Não nos podemos esquecer também que as dificuldades económicas crescentes que a Turquia irá enfrentar não facilitarão as “reformas” de Erdogan, tanto mais que este não possui uma boia de salvação como o petróleo e o gás, boia essa que ainda permite manter a economia russa à tona…

Tão inimigos que nós éramos…

As relações entre Putin e Erdogan atravessaram períodos diferentes: foram amigos, inimigos e agora? Outra vez amigos?

O dirigente turco, depois da sua vitória sobre a tentativa de golpe, faz todos os esforços para voltar a ganhar as graças do seu homólogo russo. Receando o resfriamento das relações com a União Europeia e a NATO, bem como o aumento de dificuldades económicas, Erdogan parece ter decido aproximar-se de Moscovo.

Ainda antes dos sangrentos acontecimentos em Ancara e Istambul, o líder turco enviou um “pedido de desculpa” (coloquei essa expressão entre aspas porque, segundo alguns tradutores, na carta não está a palavra “desculpa”) pelo abate do avião militar russo por um aparelho análogo turco em Novembro do ano passado.

É de recordar que a Rússia reagiu a essa acção com fortes sanções económicas contra Ancara e Erdogan passou a fazer parte dos piores inimigos de Moscovo.

Depois da vitória contra os militares, os vencedores anunciaram a prisão dos pilotos turcos que tinham abatido o avião russo por “estarem implicados no golpe” e, logo a seguir, que essa decisão tinha sido tomada por um dos pilotos turcos sem consulta com as autoridades superiores!

Alguns órgãos de informação iranianos anunciaram, citando fontes diplomáticas em Ancara, que teria sido o Ministério da Defesa da Rússia a prevenir Erdogan do golpe militar em curso.

Da parte do Kremlin, esqueceram-se as acusações de que a Turquia era um dos principais apoiantes do Estado Islâmico na Síria e a propaganda russa mudou radicalmente de tom em relação a Erdogan. Além disso, este já recebeu um convite oficial para visitar a Rússia.

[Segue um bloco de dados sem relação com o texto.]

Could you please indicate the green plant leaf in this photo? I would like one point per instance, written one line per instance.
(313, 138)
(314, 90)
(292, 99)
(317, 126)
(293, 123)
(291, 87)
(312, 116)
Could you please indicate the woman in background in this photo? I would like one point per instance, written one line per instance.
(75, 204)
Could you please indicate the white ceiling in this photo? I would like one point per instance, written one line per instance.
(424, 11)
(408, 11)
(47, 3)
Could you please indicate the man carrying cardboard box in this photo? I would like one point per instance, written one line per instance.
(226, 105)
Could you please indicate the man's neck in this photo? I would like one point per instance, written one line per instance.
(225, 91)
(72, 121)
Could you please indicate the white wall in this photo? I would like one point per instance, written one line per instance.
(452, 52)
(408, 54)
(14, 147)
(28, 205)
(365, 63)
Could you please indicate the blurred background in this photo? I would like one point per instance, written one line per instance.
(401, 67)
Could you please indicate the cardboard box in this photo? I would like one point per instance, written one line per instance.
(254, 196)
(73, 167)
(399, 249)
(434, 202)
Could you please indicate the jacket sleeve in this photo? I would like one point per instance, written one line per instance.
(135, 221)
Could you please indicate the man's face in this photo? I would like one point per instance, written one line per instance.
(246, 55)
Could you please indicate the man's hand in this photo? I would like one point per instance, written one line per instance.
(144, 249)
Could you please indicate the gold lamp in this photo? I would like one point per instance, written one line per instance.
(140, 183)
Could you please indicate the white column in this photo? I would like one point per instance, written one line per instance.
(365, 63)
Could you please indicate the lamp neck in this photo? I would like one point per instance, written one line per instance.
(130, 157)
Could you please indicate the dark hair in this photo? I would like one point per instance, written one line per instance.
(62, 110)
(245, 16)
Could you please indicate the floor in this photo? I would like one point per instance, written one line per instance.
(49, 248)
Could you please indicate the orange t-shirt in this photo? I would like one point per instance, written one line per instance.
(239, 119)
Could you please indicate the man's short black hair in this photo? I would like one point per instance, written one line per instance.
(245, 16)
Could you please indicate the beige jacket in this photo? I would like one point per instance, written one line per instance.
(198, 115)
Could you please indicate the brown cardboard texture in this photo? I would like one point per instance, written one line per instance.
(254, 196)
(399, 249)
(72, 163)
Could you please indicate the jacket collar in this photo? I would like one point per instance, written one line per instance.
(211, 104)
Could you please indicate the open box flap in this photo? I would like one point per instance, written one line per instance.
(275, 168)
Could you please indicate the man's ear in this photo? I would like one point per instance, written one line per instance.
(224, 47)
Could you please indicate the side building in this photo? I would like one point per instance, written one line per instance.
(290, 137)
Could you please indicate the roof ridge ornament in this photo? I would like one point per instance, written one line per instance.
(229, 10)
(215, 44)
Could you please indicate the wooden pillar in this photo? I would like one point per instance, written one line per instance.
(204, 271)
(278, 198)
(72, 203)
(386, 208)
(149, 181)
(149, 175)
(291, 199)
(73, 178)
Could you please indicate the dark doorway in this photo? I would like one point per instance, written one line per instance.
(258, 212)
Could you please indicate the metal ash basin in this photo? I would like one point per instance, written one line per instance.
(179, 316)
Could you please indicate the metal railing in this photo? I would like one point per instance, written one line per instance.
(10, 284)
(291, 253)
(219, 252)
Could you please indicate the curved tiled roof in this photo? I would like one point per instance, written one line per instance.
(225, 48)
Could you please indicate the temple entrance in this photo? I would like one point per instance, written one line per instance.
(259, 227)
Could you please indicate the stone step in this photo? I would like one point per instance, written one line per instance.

Esses e outros sinais, nomeadamente o facto do Kremlin ter sido dos primeiros a condenar o golpe de Estado, levaram a pensar que estamos perante uma forte aproximação entre Putin e Erdogan.

À primeira vista, os ganhos para Putin poderão ser grandes. Imaginem a Turquia a abandonar a NATO! Isso seria uma dádiva do céu para o dirigente russo. Deixaria de ter grandes dores de cabeça no flanco sudoeste e no Mar Negro, ganhando também um acesso mais seguro ao Mar Mediterrâneo; neutralizaria o sistema de defesa antimíssil da NATO. Os mísseis estão estacionados na Roménia, mas o radar, essencial para guiar os mísseis, encontra-se em Malatya, na Turquia.

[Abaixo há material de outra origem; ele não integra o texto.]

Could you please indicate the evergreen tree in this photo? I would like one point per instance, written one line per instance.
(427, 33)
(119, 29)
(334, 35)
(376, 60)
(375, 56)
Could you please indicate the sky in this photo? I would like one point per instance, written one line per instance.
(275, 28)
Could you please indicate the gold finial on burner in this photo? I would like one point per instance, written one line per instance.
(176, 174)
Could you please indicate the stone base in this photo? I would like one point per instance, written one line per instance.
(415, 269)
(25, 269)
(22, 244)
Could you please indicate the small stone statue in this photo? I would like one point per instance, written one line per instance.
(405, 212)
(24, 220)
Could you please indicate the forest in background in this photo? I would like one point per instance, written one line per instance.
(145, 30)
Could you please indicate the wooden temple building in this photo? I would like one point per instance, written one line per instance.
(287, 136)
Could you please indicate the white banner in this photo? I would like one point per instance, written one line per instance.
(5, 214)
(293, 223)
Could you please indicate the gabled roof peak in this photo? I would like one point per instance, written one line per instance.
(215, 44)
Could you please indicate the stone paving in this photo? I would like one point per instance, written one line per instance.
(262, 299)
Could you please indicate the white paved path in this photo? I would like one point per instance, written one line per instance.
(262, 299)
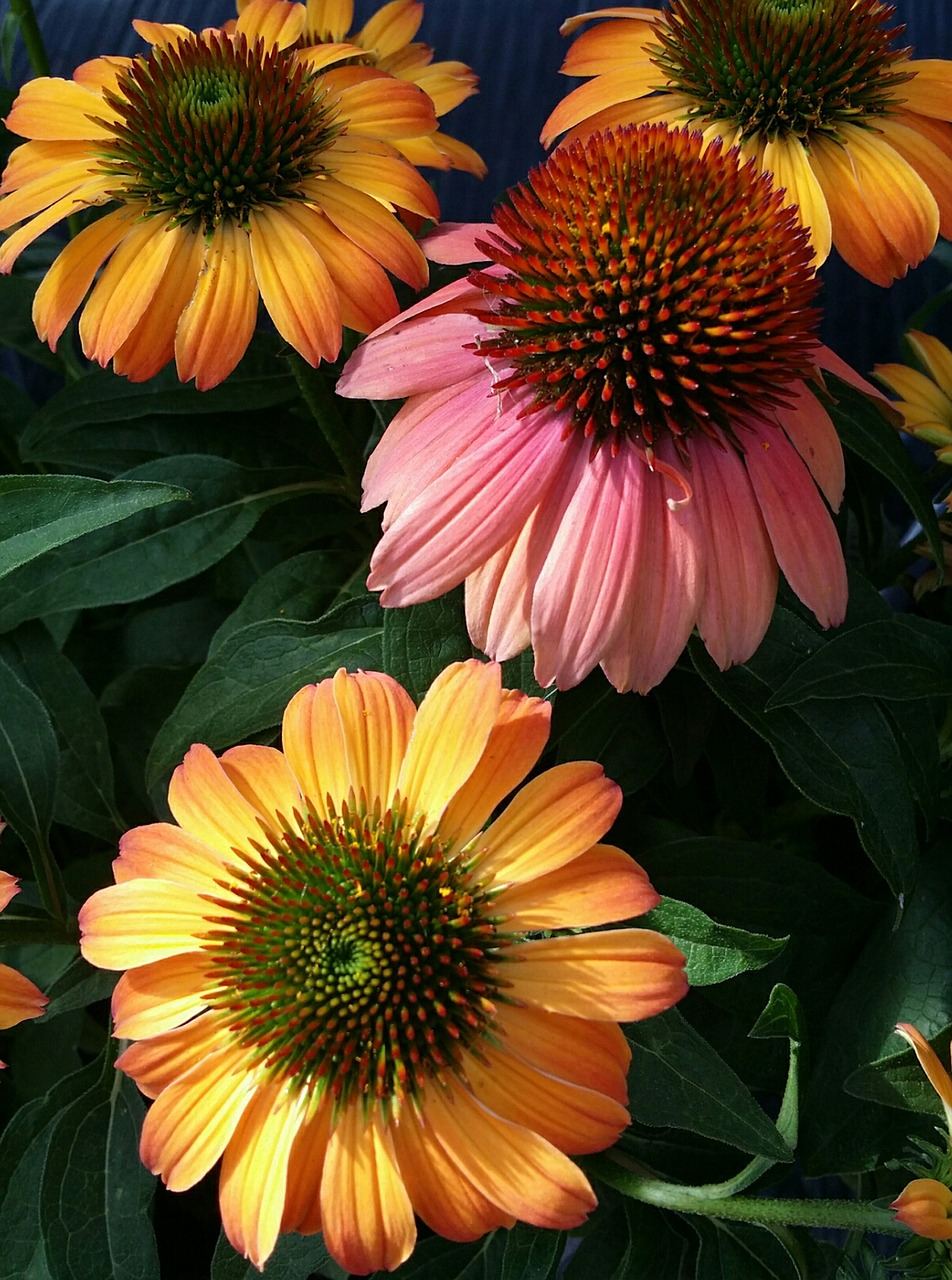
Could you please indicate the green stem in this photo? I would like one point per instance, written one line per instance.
(30, 30)
(323, 406)
(848, 1215)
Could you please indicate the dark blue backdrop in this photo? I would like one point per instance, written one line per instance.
(516, 48)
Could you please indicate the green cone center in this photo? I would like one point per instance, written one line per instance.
(650, 288)
(211, 128)
(356, 958)
(782, 67)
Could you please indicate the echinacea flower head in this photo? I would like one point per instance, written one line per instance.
(366, 995)
(385, 41)
(925, 398)
(19, 997)
(613, 432)
(925, 1207)
(239, 167)
(815, 91)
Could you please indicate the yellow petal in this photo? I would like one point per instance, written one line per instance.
(255, 1171)
(365, 1208)
(158, 997)
(294, 286)
(623, 974)
(513, 746)
(550, 821)
(215, 328)
(191, 1121)
(600, 886)
(449, 736)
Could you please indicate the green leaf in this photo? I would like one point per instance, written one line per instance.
(96, 1193)
(593, 722)
(842, 755)
(898, 1080)
(28, 763)
(85, 796)
(103, 423)
(296, 1257)
(864, 430)
(902, 974)
(714, 952)
(733, 1249)
(678, 1079)
(154, 549)
(531, 1253)
(896, 658)
(421, 640)
(253, 673)
(39, 513)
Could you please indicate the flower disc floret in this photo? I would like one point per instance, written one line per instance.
(779, 67)
(211, 128)
(649, 287)
(356, 958)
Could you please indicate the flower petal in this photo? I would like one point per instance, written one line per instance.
(549, 822)
(449, 736)
(596, 887)
(623, 974)
(365, 1208)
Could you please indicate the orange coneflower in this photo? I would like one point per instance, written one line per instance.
(19, 997)
(364, 993)
(241, 167)
(387, 41)
(813, 90)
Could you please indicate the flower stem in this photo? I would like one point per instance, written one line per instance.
(32, 39)
(848, 1215)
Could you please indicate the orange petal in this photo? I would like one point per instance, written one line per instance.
(302, 1201)
(787, 160)
(156, 1063)
(164, 851)
(192, 1120)
(365, 1208)
(623, 974)
(206, 803)
(127, 287)
(591, 1054)
(509, 1165)
(600, 886)
(59, 110)
(294, 284)
(216, 325)
(255, 1171)
(264, 777)
(445, 1201)
(553, 819)
(378, 232)
(140, 922)
(573, 1119)
(158, 997)
(19, 997)
(936, 1073)
(513, 746)
(64, 286)
(278, 23)
(151, 344)
(449, 736)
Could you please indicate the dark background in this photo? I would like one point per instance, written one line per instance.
(516, 49)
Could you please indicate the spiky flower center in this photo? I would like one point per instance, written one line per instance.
(650, 287)
(355, 959)
(782, 67)
(213, 127)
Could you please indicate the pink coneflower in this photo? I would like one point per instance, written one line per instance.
(613, 432)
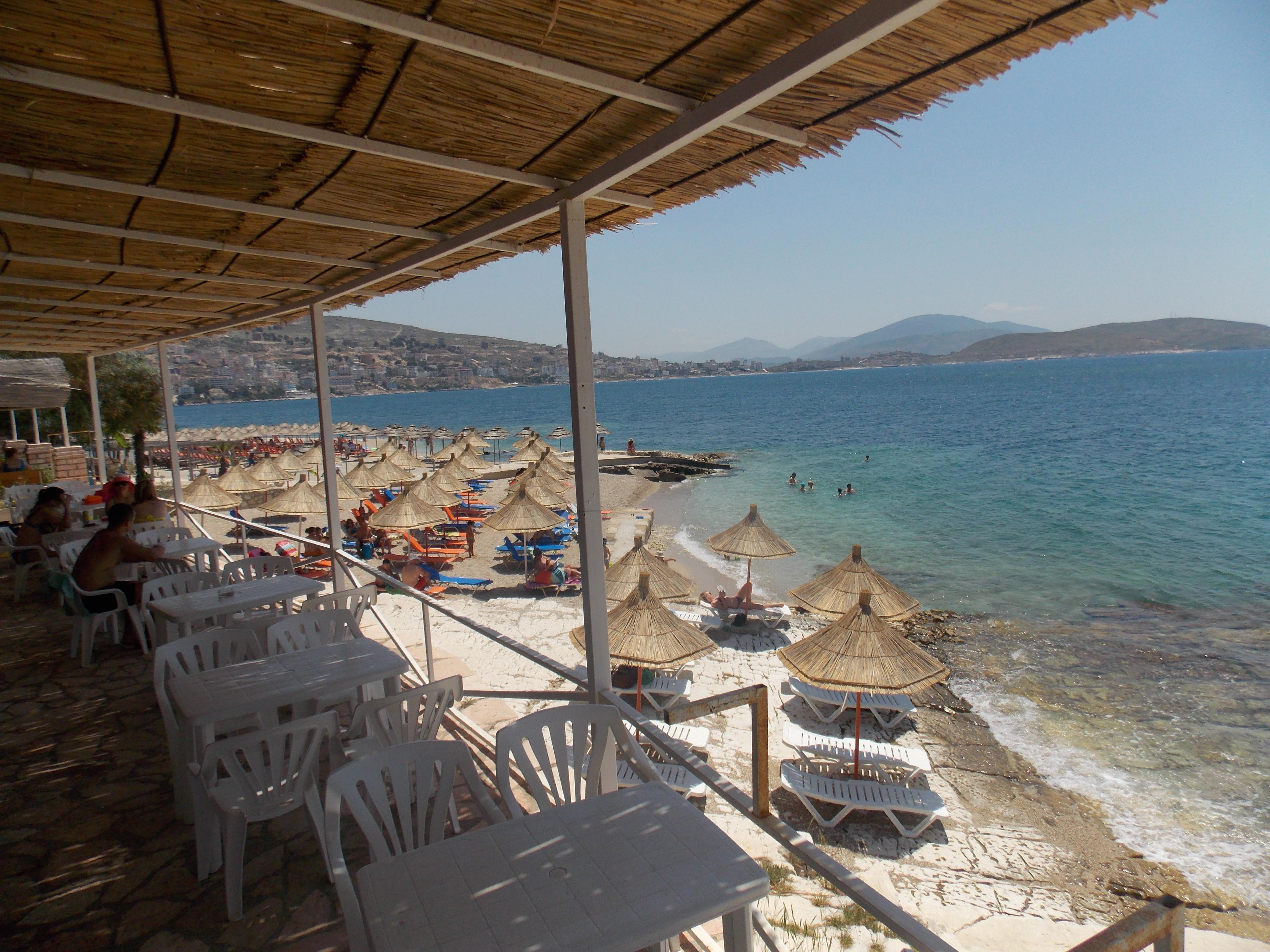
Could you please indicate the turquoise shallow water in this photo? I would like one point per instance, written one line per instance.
(1105, 522)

Existe ainda mais uma vantagem mútua: a Turquia deixaria de incomodar os russos com as questões da Abkhazia e da Ossétia do Sul, na Geórgia, e Moscovo não focaria atenções na forma como Ancara resolve a questão curda.

Porém, a política de Moscovo em apostar em regimes ditatoriais e autoritários não tem trazido grandes proveitos à Rússia.

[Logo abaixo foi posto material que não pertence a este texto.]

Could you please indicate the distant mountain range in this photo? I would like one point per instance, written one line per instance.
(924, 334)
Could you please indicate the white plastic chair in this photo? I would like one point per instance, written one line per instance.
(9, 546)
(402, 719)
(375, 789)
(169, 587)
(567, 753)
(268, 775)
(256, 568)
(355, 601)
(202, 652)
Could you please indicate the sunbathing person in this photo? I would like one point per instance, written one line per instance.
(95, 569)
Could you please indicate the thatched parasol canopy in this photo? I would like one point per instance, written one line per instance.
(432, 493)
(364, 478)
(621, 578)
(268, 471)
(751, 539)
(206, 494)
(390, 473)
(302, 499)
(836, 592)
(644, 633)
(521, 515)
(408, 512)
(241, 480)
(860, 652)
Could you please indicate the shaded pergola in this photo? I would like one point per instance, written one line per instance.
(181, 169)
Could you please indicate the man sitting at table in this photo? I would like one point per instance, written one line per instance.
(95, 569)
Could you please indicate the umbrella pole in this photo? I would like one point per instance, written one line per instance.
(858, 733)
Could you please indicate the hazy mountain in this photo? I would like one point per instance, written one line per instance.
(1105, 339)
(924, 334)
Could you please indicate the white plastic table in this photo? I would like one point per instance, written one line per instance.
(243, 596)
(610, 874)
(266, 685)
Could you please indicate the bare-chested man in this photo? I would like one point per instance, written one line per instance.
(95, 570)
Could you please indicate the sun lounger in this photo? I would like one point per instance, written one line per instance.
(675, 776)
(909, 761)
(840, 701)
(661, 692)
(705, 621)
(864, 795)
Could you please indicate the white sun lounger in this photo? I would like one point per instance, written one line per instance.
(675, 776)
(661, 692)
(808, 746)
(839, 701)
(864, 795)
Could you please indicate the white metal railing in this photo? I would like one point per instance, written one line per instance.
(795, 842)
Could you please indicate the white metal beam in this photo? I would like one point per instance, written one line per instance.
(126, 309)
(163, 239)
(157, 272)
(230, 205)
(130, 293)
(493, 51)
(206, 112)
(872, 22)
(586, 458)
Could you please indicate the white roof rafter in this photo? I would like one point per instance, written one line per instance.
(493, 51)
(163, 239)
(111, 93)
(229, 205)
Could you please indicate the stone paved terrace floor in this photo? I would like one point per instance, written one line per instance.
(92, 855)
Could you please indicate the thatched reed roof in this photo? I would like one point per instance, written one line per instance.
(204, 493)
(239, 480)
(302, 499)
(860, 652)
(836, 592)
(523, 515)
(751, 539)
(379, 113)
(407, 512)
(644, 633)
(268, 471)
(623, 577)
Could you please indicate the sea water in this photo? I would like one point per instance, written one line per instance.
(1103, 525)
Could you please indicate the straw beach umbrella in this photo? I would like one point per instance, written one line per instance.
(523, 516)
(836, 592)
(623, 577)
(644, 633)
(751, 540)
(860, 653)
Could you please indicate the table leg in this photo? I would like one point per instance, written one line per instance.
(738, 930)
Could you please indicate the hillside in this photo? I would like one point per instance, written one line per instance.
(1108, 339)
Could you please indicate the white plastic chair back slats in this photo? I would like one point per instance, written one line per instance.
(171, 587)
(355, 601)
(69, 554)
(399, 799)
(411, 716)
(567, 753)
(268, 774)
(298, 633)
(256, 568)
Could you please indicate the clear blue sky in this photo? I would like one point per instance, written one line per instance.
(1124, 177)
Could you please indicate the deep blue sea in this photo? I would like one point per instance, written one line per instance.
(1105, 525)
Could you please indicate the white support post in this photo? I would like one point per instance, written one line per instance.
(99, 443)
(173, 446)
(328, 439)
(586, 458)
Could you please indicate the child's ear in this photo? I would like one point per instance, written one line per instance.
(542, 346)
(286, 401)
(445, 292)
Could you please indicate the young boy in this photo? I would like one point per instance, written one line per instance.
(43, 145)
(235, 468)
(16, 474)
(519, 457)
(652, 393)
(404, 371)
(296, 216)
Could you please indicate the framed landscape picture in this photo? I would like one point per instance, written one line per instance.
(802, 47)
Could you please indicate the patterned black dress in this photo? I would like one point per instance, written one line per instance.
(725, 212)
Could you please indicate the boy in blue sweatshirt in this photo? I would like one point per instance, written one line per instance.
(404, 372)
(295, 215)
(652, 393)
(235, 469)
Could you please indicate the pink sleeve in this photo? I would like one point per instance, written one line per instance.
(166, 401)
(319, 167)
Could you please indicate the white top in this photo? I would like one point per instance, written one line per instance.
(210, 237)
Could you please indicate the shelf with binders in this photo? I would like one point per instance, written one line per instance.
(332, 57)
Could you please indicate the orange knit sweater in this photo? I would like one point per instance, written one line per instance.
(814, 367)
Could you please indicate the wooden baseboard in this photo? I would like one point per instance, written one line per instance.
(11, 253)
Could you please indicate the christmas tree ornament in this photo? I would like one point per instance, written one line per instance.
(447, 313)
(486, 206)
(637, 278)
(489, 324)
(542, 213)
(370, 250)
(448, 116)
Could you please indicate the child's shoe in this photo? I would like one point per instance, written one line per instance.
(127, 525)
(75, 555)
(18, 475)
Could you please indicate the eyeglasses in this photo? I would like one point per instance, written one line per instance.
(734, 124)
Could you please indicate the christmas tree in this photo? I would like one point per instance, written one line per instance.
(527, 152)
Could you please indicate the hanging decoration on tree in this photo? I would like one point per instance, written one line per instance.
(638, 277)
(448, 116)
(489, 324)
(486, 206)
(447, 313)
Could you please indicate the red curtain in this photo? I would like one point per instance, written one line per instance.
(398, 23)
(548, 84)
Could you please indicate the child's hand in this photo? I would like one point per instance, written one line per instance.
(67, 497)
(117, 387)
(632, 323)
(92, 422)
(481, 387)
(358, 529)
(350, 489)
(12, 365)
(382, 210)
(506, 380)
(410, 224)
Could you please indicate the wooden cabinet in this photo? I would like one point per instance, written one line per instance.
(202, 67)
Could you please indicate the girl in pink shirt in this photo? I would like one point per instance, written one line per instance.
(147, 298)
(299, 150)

Erdogan vai precisar de grandes meios económicos e financeiros para estabilizar a situação no país, mas a Rússia também não está em condições de ajudar muito neste campo. É verdade que Moscovo voltou a autorizar os russos a descansarem na Turquia, mas isso será insuficiente, até porque a instabilidade política faz com que os turistas (mesmo os russos que não têm medo de nada) procurem lugares mais seguros, o mesmo acontecendo com os investimentos russos na economia turca.

Na reedificação das suas relações bilaterais com Erdogan, o Kremlin deverá levar em conta que o dirigente turco apenas se preocupa com o seu poder pessoal e que “a amizade com a Rússia” lhe serve apenas para reforçar a sua posição no interior do país, podendo, a qualquer momento, mudar de posição e “espetar um punhal” nas costas de Putin.

Em casos como a Turquia, pode-se afirmar que nem tudo o que vai contra os interesses do Ocidente é sempre favorável à Rússia.